Monday, December 13, 2004

How Long Oh, Lord

Jasper Speaks:

So, I have some advice for those of you who are in the process of leaving your current ministries. This is especially for those of you walking a long the path of resignation without another ministry job with me. Do not go on a road trip with a group of your favorite students two weekends before you are going to leave!

What an incredible weekend I had. I stayed up until 4:30 in the morning talking heart to heart with three great guys. It was so great to share our hearts together. The laughter, the seriousness, the advice handed out, man it is why I love being a Youth Pastor.
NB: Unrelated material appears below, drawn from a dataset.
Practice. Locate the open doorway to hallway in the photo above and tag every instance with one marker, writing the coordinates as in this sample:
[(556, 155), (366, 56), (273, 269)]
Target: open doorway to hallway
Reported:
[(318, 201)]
Therein lies the rub. I am grieving the death of my career. I am grieving the passing of God allowing me to be employed in my passion. The whole point of our road trip to Rhode Island this weekend was to go and see
Lost and Found in concert. This is a group I am absolutely certain my kids would have NEVER heard of if it hadn't been for me. It was an amazing concert. We had a wicked good time. Then on the drive home we were listening to a Lost and Found CD and my kids favorite song, Lions, came on and they started singing at the top of their lungs. We cranked the music up and they sang louder and I sat in the driver's seat and started convulsing in choppy sobs. Thankful for the darkness and for the loud music as it kept anyone but Kendra from noticing that I was completely losing it. I cried and cried hard. I have so much love for these kids and for youth ministry in particular and last night somewhere along I-95, I realized that it is all really coming to an end. The result? A 35 year old man crying like a 4 year old girl. Not pretty.

Then tonight the crying came again as my sister called me on her cell phone from the Steven Curtis Chapman/Casting Crowns concert and held the phone up as they sang, "The Voice Of Truth". So as I am missing my sister, missing the concert and realizing that I am no longer a youth pastor, I became overwhelmed again and ended up locked in the bathroom, sobbing again. Man, I am such a girl.

Well that is all the great news on the Jasper front. Please pray that I will be better not bitter.

1 comment:

Todd Porter said...

i will be and am praying for you!

thank you so much for that advice, it made me cry just thinking of leaving the place i am at now! a 31 year old man crying like a little girl, i can not imagine what it will be like when the end comes for me.

i know the feelings about the guy named "don", because i have someone breathing down my neck to take my job. but my sp thinks this will be a good thing and he has not been involved in student ministry for 4 years and admits to not really having a calling to it! but the sp is okay with that!